Efficient way to find missing elements in an integer sequence

If the input sequence is sorted, you could use sets here. Take the start and end values from the input list:

def missing_elements(L):
    start, end = L[0], L[-1]
    return sorted(set(range(start, end + 1)).difference(L))

This assumes Python 3; for Python 2, use xrange() to avoid building a list first.

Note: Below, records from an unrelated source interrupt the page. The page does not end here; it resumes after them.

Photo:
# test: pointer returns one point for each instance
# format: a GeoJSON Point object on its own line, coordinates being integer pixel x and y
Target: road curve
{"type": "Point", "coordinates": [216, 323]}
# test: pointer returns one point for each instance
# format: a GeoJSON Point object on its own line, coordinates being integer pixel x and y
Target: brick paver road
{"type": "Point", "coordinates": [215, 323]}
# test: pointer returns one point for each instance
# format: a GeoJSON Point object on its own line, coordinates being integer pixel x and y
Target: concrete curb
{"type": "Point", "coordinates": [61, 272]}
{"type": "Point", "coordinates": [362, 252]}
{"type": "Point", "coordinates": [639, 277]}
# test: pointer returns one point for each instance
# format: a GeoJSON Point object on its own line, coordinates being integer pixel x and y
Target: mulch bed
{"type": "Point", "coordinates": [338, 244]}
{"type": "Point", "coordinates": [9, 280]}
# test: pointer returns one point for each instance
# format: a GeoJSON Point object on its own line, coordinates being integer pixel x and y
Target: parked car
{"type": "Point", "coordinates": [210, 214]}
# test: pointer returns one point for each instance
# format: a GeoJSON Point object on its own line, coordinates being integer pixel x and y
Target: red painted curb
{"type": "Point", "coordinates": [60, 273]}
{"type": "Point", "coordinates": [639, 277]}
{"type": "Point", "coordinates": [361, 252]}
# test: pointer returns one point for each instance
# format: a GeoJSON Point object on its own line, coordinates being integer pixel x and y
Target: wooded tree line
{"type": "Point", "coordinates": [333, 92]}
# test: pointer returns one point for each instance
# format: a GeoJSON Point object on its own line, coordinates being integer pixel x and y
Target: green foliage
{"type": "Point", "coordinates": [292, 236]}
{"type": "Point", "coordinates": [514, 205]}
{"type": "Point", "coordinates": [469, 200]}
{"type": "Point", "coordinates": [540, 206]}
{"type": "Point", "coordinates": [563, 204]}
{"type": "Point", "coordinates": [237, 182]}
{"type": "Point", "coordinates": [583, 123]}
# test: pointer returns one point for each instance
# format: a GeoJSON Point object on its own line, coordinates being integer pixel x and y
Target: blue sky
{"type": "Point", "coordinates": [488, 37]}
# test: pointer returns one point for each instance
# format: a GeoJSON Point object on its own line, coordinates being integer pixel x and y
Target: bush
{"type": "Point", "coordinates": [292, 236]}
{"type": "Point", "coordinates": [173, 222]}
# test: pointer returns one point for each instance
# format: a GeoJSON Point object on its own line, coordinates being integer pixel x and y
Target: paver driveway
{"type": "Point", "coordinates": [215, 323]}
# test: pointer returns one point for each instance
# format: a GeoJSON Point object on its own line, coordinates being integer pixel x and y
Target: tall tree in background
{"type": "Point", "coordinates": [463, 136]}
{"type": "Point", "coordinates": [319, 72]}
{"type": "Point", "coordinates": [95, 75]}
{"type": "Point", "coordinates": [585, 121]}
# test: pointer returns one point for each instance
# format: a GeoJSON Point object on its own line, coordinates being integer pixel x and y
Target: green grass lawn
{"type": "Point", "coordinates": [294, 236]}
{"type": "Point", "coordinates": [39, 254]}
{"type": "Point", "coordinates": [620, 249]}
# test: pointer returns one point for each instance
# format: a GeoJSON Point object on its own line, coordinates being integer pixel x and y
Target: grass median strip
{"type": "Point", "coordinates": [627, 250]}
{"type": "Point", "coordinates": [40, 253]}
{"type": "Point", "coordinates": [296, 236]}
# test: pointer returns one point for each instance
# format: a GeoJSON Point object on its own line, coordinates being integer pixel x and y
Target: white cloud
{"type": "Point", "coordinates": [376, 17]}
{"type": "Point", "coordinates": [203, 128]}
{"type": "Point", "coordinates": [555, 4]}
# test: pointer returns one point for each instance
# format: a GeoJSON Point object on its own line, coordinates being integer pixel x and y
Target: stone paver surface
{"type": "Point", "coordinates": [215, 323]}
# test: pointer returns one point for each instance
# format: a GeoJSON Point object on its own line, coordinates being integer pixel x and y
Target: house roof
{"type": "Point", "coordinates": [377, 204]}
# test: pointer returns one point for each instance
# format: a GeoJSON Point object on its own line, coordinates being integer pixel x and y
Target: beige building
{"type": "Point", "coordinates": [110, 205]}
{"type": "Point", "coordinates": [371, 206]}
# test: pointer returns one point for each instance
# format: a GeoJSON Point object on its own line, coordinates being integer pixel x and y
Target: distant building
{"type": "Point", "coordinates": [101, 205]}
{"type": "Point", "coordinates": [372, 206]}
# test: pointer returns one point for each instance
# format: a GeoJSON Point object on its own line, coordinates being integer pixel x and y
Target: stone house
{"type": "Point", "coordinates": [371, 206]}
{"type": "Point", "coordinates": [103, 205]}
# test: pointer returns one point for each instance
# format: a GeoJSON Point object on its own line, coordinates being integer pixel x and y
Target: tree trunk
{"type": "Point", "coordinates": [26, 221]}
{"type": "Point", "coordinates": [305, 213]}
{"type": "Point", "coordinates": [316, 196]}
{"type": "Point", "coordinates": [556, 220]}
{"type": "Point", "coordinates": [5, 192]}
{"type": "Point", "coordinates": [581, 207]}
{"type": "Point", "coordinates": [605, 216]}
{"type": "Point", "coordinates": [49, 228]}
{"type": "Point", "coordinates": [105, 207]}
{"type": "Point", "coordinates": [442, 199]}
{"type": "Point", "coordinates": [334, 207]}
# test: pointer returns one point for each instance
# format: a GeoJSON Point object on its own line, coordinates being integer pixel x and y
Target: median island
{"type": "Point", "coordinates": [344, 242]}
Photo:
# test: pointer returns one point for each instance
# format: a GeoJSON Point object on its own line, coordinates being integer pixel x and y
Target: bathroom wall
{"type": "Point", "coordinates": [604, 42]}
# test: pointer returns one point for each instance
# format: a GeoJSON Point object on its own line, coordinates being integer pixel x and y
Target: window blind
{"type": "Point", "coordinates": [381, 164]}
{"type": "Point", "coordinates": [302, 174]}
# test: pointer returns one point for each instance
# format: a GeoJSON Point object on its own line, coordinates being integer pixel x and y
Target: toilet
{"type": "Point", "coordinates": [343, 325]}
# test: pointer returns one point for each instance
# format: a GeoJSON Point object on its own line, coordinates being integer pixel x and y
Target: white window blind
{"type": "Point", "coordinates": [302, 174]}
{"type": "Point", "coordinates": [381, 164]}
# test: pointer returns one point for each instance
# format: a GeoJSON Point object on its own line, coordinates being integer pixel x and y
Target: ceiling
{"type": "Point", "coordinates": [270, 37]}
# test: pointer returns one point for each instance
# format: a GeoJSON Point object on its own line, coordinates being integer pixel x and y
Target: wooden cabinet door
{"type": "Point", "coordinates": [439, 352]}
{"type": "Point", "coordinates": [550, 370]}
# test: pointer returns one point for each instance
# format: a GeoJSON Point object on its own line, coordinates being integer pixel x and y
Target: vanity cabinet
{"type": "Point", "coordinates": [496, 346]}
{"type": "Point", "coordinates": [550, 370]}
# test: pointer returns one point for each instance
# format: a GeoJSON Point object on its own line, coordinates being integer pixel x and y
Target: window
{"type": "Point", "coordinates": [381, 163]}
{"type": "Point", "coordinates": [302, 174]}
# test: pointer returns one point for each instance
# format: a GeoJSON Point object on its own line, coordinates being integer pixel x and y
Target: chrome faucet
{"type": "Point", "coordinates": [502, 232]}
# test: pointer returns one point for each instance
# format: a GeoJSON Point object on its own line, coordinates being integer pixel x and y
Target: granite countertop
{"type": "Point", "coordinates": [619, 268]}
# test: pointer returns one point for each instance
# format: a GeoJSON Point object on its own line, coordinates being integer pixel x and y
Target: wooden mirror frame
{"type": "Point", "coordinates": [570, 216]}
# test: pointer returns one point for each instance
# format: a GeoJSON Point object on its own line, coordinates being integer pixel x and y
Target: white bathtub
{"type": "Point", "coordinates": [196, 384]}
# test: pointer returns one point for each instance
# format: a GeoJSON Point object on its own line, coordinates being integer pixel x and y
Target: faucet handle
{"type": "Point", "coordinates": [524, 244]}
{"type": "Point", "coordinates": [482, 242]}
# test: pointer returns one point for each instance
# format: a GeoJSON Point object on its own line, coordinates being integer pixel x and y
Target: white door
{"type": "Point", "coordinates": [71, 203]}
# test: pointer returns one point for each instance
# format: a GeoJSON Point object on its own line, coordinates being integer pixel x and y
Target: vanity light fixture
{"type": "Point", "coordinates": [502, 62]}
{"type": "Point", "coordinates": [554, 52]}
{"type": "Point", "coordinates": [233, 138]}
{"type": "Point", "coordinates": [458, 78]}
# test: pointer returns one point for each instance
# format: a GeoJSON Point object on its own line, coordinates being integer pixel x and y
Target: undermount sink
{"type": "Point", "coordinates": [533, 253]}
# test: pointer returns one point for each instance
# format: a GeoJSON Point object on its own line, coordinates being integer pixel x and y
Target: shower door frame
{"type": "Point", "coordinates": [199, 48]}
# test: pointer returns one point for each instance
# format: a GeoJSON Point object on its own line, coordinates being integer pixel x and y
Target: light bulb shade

The sorted() call is optional; without it a set() is returned of the missing values, with it you get a sorted list.

Demo:

>>> L = [10,11,13,14,15,16,17,18,20]
>>> missing_elements(L)
[12, 19]

Another approach is by detecting gaps between subsequent numbers; using an older itertools library sliding window recipe:

from itertools import islice, chain

def window(seq, n=2):
    "Returns a sliding window (of width n) over data from the iterable"
    "   s -> (s0,s1,...s[n-1]), (s1,s2,...,sn), ...                   "
    it = iter(seq)
    result = tuple(islice(it, n))
    if len(result) == n:
        yield result    
    for elem in it:
        result = result[1:] + (elem,)
        yield result

def missing_elements(L):
    missing = chain.from_iterable(range(x + 1, y) for x, y in window(L) if (y - x) > 1)
    return list(missing)

This is a pure O(n) operation, and if you know the number of missing items, you can make sure it only produces those and then stops:

def missing_elements(L, count):
    missing = chain.from_iterable(range(x + 1, y) for x, y in window(L) if (y - x) > 1)
    return list(islice(missing, 0, count))

This will handle larger gaps too; if you are missing 2 items at 11 and 12, it’ll still work:

>>> missing_elements([10, 13, 14, 15], 2)
[11, 12]

and the above sample only had to iterate over [10, 13] to figure this out.